Hurst also has a single hydraulic line setup called Streamline, which gives the capability to hot swap tools without shutting the hydraulic system down for the changeover. Simmons pointed out that Streamline, available on all Hurst hydraulic tool products, can be retrofitted to existing equipment.

Birkel of TNT Rescue Systems agreed single line hydraulic systems offer efficiency and safety.

“The ability of the coupler to function as a valve so that you don’t have to disengage the pump and the simplicity in hooking up the systems certainly have garnered a lot of interest,” he said. “The single point connection is an improvement because it takes less time. You might save precious seconds in an extrication by only having to make that one connection.”

TNT offers both single and twin-point connection systems across all of its rescue tools, in both high and low-pressure systems.

Keeping the weight down on hydraulic rescue tools continues to be a focus for manufacturers because heavier tools cause firefighter fatigue.

Bruce Johnson, vice president of sales and marketing for Hurst, noted that the focus of many manufacturers is to make a tool that “day in and out is manageable in size, rather than one tool that can do everything.”

The goal, he added, is to produce a rescue tool that’s lighter in weight, without sacrificing operating capabilities, yet a tool that a firefighter can use for longer periods of time, get into tighter places and lift overhead to operate if need be.

Battalion Chief Bill Foss of the Golder Ranch Fire District in Oro Valley, Ariz., said some newer tools are nearly half the weight of older ones. Golder Ranch uses Hurst Jaws of Life rescue tools in both high and low-pressure systems.

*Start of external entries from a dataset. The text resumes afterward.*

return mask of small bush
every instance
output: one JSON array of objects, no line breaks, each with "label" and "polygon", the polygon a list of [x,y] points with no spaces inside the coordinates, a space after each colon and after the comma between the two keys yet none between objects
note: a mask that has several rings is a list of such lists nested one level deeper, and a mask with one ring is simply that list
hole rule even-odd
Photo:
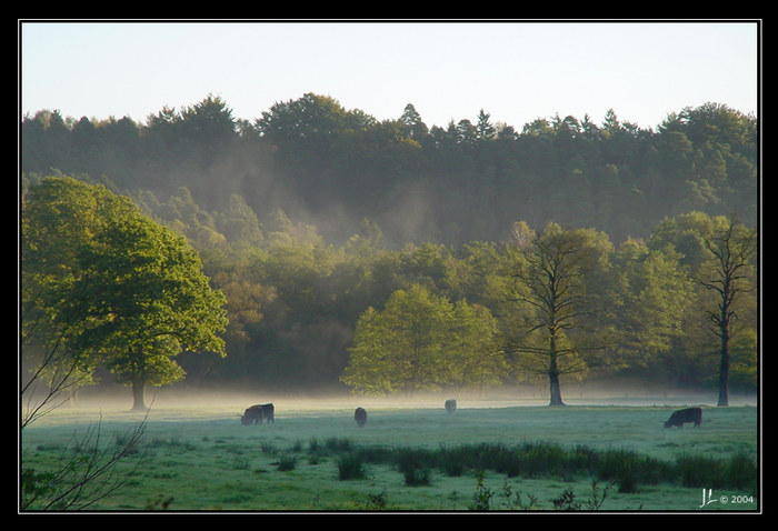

“The difference between the two systems is not only in terms of the power, but also in the speed that the tool opens and closes,” Foss said. “You want a tool that responds to your touch and opens and closes quickly if you need that to happen. The newer tools close much faster on a post than the older ones.”

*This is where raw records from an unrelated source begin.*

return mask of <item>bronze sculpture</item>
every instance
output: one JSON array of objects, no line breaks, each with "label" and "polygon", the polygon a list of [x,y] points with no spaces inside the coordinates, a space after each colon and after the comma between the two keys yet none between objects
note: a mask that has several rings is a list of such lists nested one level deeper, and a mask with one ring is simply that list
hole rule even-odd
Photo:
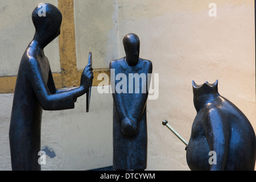
[{"label": "bronze sculpture", "polygon": [[[42,6],[44,6],[43,15]],[[77,97],[88,90],[93,79],[88,64],[80,86],[57,90],[44,48],[60,34],[61,12],[52,5],[36,7],[32,14],[35,27],[33,40],[24,53],[18,71],[9,130],[13,170],[40,170],[42,110],[73,109]]]},{"label": "bronze sculpture", "polygon": [[[188,165],[191,170],[254,170],[253,128],[238,108],[220,95],[217,85],[218,81],[200,85],[193,81],[197,115],[187,148]],[[209,160],[214,154],[214,163]]]},{"label": "bronze sculpture", "polygon": [[[110,72],[114,70],[115,73],[110,75],[112,87],[114,87],[112,90],[116,90],[113,92],[113,168],[144,170],[147,166],[146,102],[148,94],[145,88],[148,84],[142,81],[141,84],[133,86],[133,80],[131,82],[128,77],[138,74],[144,75],[147,80],[151,79],[148,74],[152,73],[152,63],[139,58],[140,42],[137,35],[126,35],[123,43],[126,57],[110,63]],[[124,76],[121,81],[125,83],[122,92],[117,88],[121,78],[116,77],[120,75]],[[136,91],[138,89],[139,93]]]}]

As an example, he pointed out that the C posts on most modern vehicles are much wider at the bottom than at the top.

“With the newer tools, you can close it quickly enough to crush the post and then whittle it down to cut it,” he said. “Also the hardened steel in the cutter blades cuts so much better than those in past years.”

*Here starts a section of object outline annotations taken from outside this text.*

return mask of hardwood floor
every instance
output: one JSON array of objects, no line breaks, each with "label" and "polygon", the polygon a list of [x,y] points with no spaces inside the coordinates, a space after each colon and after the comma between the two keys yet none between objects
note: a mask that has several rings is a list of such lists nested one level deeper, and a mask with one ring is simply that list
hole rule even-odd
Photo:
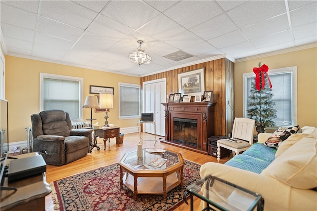
[{"label": "hardwood floor", "polygon": [[[154,135],[148,133],[142,133],[142,137],[143,140],[145,140],[141,142],[144,148],[165,149],[177,152],[182,154],[184,159],[200,165],[204,164],[207,162],[217,162],[216,158],[210,155],[205,155],[180,147],[160,143],[159,140],[157,140],[155,146],[153,146],[154,137]],[[157,139],[160,137],[160,136],[157,136]],[[60,167],[47,165],[46,171],[47,182],[51,183],[53,181],[118,163],[125,153],[137,150],[136,145],[139,142],[139,137],[138,133],[125,134],[123,143],[120,144],[120,146],[118,146],[116,144],[115,138],[111,139],[110,142],[107,141],[106,142],[106,150],[104,150],[104,142],[102,139],[99,138],[97,140],[97,145],[100,147],[100,150],[97,150],[97,149],[95,147],[93,149],[91,153],[89,153],[84,158]],[[224,163],[229,159],[230,158],[221,159],[220,163]],[[200,200],[194,197],[194,209],[197,210],[197,208],[199,206]],[[190,200],[188,201],[188,203],[190,203]],[[190,211],[190,204],[188,205],[185,203],[183,203],[176,210]],[[47,196],[46,198],[46,210],[47,211],[53,211],[53,205],[52,200],[51,194]]]}]

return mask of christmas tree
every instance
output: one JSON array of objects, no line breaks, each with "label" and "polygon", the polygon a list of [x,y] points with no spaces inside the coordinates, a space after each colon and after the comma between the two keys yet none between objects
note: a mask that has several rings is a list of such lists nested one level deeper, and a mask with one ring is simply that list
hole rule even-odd
[{"label": "christmas tree", "polygon": [[258,132],[264,132],[266,127],[275,126],[272,120],[276,117],[268,71],[268,67],[265,64],[261,66],[261,62],[259,63],[259,68],[253,69],[256,80],[251,84],[251,95],[248,96],[248,118],[256,120]]}]

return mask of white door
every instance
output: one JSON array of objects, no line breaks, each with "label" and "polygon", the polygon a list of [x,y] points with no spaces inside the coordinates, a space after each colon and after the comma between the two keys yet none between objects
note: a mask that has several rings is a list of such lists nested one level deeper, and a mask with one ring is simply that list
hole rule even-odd
[{"label": "white door", "polygon": [[[157,135],[165,135],[165,112],[161,103],[166,102],[166,79],[144,83],[144,112],[153,113]],[[144,124],[146,132],[154,134],[153,124]]]}]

Foss said he looks for good balance in a tool, one that is not front or back heavy, as well as speed in opening and closing the jaws or cutter blades.

“Being able to pick the tool up over your head or use it at chest level is very important,” he said, “so the tool that’s lighter in weight will allow you to work longer and more effectively.”

Another innovation in hydraulic rescue tools is the development of electro-hydraulic tools, essentially stand-alone rescue tools with self-contained hydraulic systems, each with its own reservoir, bladder and pump. These systems can be powered by either an onboard lithium ion battery or a 110-volt shore line. On a fire apparatus, they take up about half as much space as traditional hydraulic rescue tools with power plants and hoses. Hurst offers such a line with its eDraulic rescue tools.

Lt. Peter Walker of Lake Country Fire and Rescue in Chenequa, Wis., recalled he was at the scene of a recent accident and had a new eDraulic tool in the back of his vehicle. Walker is a Hurst distributor in Wisconsin.

“The car was wrapped broadside around a tree, the kind of thing no firefighter wants to see,” he said. “When the fire department arrived, they hooked up the truck’s hydraulics and were switching tools back and forth. I had the blind luck of having an eDraulic unit in my possession while driving by the accident.”

Walker offered the use of the Hurst tool and was pressed into service. He said he and other firefighters peeled off a door, stripped the roof and removed the dashboard.

“The unit didn’t hesitate going into second stage because there’s no distance between the pump and the spreader,” Walker said. “It blew off those hinges with no hesitation.”